Die gesamten Dateidaten würden auf dem Bildschirm des Linux-Terminals angezeigt, ohne sie herauszufiltern oder nach Groß- und Kleinbuchstaben zu unterscheiden. Es steht für „–ignore-case“ und wird mit „-i“ abgekürzt, um uns das Behalten zu erleichtern. Jetzt stellen wir den nächsten Befehl „grep“ bereit, der ebenfalls eine ähnliche Ausgabe wie die beiden vorherigen Befehle liefert, die keiner Einschränkung hinsichtlich der Groß-/Kleinschreibung unterliegen. Der Befehl, den wir zum dritten Mal bereitstellen, um die „grep“-Funktionalität anzuzeigen, ist unten aufgeführt.

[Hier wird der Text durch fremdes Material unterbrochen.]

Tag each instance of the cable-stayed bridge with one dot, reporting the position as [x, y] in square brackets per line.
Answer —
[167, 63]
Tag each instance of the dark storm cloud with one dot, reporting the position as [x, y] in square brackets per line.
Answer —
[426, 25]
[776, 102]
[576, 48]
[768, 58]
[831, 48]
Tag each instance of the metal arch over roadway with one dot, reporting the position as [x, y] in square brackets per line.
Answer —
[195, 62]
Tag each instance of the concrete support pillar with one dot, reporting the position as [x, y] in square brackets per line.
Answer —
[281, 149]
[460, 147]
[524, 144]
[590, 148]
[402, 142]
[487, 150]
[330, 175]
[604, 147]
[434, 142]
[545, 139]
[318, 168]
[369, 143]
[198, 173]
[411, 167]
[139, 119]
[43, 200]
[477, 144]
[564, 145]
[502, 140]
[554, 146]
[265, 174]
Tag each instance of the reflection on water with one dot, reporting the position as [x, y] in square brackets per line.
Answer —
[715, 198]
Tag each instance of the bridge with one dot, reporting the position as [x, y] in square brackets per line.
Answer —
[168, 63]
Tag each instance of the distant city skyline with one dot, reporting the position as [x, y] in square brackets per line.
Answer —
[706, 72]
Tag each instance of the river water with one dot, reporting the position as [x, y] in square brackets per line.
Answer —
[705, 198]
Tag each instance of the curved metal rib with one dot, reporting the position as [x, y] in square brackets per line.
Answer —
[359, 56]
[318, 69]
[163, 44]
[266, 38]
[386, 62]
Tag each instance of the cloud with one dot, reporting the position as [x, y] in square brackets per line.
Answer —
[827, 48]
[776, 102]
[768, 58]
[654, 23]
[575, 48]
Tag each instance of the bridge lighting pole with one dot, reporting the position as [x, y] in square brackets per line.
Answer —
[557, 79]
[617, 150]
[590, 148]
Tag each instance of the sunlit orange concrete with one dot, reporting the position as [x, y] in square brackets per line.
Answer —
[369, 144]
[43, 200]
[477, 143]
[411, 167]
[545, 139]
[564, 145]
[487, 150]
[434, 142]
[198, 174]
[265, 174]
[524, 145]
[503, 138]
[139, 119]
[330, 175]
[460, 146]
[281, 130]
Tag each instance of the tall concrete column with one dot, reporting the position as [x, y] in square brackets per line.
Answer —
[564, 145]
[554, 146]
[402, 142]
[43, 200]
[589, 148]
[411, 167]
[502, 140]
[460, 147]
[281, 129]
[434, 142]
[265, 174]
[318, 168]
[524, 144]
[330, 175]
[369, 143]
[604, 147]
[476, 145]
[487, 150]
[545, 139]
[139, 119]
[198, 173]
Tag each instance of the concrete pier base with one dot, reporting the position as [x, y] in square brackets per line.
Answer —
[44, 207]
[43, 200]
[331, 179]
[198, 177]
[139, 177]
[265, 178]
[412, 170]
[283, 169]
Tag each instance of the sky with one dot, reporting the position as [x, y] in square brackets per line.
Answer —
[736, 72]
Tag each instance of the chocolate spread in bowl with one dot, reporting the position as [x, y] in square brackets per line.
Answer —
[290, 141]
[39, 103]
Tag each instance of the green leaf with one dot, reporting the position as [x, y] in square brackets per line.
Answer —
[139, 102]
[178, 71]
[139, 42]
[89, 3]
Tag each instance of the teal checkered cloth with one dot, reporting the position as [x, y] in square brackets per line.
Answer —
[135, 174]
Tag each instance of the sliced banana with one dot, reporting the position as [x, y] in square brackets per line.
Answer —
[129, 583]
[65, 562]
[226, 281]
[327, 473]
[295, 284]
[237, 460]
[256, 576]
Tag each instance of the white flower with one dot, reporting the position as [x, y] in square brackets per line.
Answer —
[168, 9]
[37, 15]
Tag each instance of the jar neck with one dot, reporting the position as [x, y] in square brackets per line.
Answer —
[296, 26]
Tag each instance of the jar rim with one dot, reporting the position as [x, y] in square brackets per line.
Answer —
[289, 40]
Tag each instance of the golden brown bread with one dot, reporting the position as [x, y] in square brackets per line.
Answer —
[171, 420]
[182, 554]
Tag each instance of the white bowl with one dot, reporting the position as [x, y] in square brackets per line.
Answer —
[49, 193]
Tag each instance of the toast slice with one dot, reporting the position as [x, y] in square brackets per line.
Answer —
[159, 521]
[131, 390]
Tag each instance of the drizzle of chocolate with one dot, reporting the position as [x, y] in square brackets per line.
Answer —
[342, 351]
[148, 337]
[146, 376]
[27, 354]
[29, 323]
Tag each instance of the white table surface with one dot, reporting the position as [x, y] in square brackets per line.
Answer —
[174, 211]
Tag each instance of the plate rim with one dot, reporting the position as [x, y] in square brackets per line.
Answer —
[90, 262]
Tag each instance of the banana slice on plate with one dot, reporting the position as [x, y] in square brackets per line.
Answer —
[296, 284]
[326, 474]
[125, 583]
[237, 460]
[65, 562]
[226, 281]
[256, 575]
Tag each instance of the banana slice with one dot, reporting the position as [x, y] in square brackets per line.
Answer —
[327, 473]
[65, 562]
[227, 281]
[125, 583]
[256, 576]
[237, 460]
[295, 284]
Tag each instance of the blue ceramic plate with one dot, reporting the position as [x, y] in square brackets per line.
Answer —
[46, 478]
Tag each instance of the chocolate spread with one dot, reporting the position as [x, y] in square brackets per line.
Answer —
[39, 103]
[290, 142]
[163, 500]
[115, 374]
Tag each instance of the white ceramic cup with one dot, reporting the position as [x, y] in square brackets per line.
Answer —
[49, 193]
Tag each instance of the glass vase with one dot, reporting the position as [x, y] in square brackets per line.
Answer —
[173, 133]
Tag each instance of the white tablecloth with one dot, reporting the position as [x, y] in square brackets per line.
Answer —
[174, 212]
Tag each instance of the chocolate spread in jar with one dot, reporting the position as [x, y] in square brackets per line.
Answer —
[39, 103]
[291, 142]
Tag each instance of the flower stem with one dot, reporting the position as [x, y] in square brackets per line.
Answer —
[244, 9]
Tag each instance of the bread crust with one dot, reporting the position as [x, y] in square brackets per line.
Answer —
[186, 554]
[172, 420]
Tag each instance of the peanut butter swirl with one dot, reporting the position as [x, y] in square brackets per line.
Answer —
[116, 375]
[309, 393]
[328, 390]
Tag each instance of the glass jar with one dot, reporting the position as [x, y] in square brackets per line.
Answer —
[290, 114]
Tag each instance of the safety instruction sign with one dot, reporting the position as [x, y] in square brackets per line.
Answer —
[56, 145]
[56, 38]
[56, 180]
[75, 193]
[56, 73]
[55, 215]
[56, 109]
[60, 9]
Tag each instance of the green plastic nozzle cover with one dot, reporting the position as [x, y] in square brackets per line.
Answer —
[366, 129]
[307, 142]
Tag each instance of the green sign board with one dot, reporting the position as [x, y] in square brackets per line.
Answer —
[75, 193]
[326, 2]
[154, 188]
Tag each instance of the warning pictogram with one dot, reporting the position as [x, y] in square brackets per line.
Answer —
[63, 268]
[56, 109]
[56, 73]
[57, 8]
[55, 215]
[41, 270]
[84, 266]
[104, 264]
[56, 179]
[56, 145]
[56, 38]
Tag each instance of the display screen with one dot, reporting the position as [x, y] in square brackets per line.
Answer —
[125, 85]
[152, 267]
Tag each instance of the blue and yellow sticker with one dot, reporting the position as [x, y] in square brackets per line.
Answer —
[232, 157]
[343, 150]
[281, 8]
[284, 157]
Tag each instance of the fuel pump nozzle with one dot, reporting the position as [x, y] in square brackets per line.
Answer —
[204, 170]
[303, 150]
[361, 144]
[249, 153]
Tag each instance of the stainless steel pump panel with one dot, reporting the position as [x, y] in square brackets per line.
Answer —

Linux@linux:~/Desktop$ cat linux.txt | grep –ignore-case „benstokes“

Hier stellen wir den Befehl „grep“ zusammen mit der Verwendung des Befehls „cat“ für die Datei „linux.txt“ mit der Konzeption der Funktionalität von „ignore-case“ für den Fall von „benstokes“ bereit. Es würde also wahrscheinlich ausnahmslos die Dateidaten von „linux.txt“ anzeigen oder die spezifische Datei suchen und herausspringen lassen. Dieser Befehl würde ähnliche Daten wie die zuvor zugewiesene Datei anzeigen. Die von uns verwendete Groß-/Kleinschreibung ist ein Kleinbuchstabe, aber aufgrund des Befehls „cat“ mit der Groß-/Kleinschreibung „grep“ wird diese Groß- und Kleinschreibung ignoriert, sodass eine Suche ohne Beachtung der Groß-/Kleinschreibung durch die Verwendung von „grep“ durchgeführt wird. Die Ausgabe würde auch in diesem Fall gleich bleiben, was unten angegeben ist.

Abschluss

Der Linux-Befehl zur Berücksichtigung der Groß-/Kleinschreibung „grep“ wird in diesem Artikel behandelt. Zusammen mit einem Linktext, der das Wort „Katze“ enthält, haben wir die vier von uns erstellten Befehle verwendet. Während die anderen Befehle alle in der Datei vorhandenen Zeichenfolgen anzeigen, die für den im Befehl angegebenen Wert relevant sind, indem sie Groß- und Kleinbuchstaben ignorieren, generierte der erste Befehl lediglich Kleinbuchstaben für die Datei, während die anderen Befehle das Lesen aller Zeichenfolgen bestimmen ohne dass es eine Regel zur Beachtung der Groß- und Kleinschreibung gibt.